Consider the following 2x2 system of linear equations,
x + y = 3
x + (a^2 - 8)y = a
If the system have a unique solution, then a takes any value except a=-3 and what?
To find the values of a for which the system of linear equations has a unique solution, we can solve the system by using the method of elimination or substitution.
Let's solve the system using the method of elimination:
Given system of equations:
1) x + y = 3
2) x + (a^2 - 8)y = a
To eliminate x, we can subtract equation 1 from equation 2:
(x + (a^2 - 8)y) - (x + y) = a - 3
(a^2 - 9)y = a - 3
y(a^2 - 9) = a - 3
y = (a - 3) / (a^2 - 9)
Now we can substitute this value of y back into equation 1 to find x:
x = 3 - y
x = 3 - (a - 3) / (a^2 - 9)
So, the system of equations has a unique solution for any value of a except those that make the denominator of the expression for x equal to zero.

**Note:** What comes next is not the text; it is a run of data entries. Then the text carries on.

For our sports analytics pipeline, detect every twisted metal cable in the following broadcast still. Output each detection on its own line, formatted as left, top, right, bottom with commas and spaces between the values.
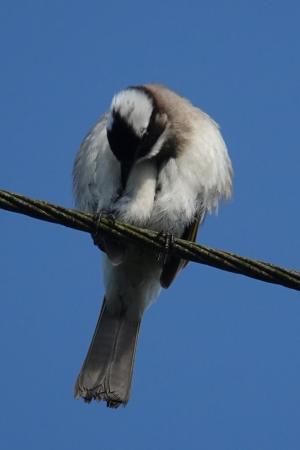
1, 188, 300, 292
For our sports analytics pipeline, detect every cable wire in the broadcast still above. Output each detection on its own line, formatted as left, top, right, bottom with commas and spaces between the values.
1, 188, 300, 292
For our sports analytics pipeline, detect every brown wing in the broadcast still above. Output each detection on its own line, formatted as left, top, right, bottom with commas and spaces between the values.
160, 210, 205, 289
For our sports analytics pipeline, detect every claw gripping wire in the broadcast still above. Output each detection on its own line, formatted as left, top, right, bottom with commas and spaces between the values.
1, 188, 300, 292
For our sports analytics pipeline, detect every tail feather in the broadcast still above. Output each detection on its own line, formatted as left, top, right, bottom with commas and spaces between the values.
75, 299, 141, 408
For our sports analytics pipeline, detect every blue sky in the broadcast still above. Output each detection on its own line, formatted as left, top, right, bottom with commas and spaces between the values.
1, 1, 300, 449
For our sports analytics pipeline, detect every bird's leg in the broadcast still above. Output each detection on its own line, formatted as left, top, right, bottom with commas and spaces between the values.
92, 210, 116, 252
157, 231, 175, 265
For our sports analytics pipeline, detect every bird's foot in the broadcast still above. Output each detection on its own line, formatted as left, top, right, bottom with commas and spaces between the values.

In other words, we need to find the values of a for which (a^2 - 9) is not equal to zero:
(a^2 - 9) ≠ 0
To solve this equation, we can find the values of a that make the numerator and denominator equal to zero:
Factorizing (a^2 - 9), we get:
(a - 3)(a + 3) = 0
Setting each factor equal to zero:
a - 3 = 0 -> a = 3
a + 3 = 0 -> a = -3
So, the values of a that make the denominator zero are a = 3 and a = -3. Thus, the system of equations has a unique solution for any value of a except a = 3 and a = -3.